I always had an early bed time. My parents played this one well, realizing that their only free time each day began after the three of us children had floated off to sleep. Of course, the earlier sleep came, the more time my parents had to themselves. Most of my life followed a consistent schedule; out of school at 3, dinner at 530, and in bed and asleep by 730, giving my parents a cherished few hours together before they too fell to sleep.1

As I grew through middle school, and into high school, my bedtime was extended, ultimately settling at 930pm. This was truly a categorical shift in my nightly activities, as I finally stayed up late enough to join in my parents’ daily television routine. At 830, the news would go on. Thirty minutes of talking heads telling me exactly what I needed to know. I usually ignored this half hour. Then, at 9, Law and Order came on. Every single night. There must be thousands of episodes. My parents and I would sit together and enjoy each night’s dive into the latest obscene crime.

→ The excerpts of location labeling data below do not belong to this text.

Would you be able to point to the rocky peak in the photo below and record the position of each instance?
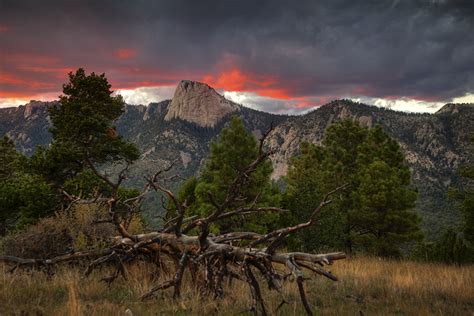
(33, 107)
(198, 103)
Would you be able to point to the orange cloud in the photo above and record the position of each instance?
(125, 53)
(236, 80)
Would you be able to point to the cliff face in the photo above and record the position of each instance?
(200, 104)
(434, 145)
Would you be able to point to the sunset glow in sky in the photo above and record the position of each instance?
(276, 56)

Each show follows a similar recipe. The opening credits lead into a crime scene and the story’s foundation. Then a commercial break. After, a series of interviews and information reveals build the suspense, which leads into a cliffhanger commercial break at the 30 minute mark. Then, in an office with computers and coffee, a detective finds the key piece of evidence in an initially overlooked security tape. Third commercial break. The show wraps up with a confession and court sentencing.

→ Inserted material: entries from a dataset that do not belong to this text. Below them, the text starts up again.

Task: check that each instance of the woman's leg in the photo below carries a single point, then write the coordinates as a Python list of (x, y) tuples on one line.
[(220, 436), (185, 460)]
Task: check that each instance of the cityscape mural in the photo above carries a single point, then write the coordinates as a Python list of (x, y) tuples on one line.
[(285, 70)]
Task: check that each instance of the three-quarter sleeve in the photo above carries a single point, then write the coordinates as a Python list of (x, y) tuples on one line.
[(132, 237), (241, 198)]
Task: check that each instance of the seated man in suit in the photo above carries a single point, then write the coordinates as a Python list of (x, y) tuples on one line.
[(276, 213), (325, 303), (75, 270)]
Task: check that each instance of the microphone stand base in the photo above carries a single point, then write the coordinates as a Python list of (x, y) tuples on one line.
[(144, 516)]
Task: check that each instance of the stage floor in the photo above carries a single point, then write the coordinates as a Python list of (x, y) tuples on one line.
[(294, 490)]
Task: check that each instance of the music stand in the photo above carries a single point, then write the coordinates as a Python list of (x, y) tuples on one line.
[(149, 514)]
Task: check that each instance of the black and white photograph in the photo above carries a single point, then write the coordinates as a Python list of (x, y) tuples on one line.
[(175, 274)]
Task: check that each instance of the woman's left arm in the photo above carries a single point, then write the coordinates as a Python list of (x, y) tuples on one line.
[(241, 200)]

However, my nightly Law and Order consumption was capped after the first half hour. Every night, for two years, I watched the build up of this addicting TV drama, and then promptly went to sleep. No closure, no explanation. Each night, my mind would make a complete 180 from figuring out a crime drama, to lying on a pillow, falling asleep.

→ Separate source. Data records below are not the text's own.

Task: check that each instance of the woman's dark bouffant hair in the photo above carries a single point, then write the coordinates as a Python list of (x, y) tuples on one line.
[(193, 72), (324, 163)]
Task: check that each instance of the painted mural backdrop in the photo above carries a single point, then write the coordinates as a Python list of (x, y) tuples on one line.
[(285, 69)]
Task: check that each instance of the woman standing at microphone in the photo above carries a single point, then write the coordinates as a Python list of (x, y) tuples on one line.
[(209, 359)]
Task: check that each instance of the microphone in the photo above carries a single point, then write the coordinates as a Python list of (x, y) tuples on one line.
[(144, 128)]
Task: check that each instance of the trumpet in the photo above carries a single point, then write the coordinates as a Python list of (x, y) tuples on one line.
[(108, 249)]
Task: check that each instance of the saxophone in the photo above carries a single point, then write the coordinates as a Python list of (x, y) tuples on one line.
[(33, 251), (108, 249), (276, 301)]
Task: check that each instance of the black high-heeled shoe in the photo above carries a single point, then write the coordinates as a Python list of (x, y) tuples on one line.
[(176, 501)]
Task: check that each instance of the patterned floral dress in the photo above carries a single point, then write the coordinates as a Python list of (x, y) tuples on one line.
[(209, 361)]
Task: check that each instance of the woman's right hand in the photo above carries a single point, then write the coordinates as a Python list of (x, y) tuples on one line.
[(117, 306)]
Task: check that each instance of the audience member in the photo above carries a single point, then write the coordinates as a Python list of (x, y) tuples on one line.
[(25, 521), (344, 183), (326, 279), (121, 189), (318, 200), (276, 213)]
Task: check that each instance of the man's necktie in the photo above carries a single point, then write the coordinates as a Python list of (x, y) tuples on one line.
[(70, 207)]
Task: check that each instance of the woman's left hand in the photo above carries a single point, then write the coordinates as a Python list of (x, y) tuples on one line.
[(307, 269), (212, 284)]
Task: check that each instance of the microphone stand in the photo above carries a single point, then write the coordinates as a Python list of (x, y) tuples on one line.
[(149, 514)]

Some nights, I’d come up with my own endings, but most nights, I’d be content with placing the drama in a mental box, closing the lid, allowing my drowsiness to take over. By morning, any thought of the show had left my mind, and I moved on with my day.

Perhaps these two years trained this monastic ability to compartmentalize and move on. Just like my experience with Law and Order, experiences in life rarely have clean and satisfying endings

1(This could only work in a pre-constant communication, pre-cell phone childhood, where it was hard to compare my own activities with other friends in real time.)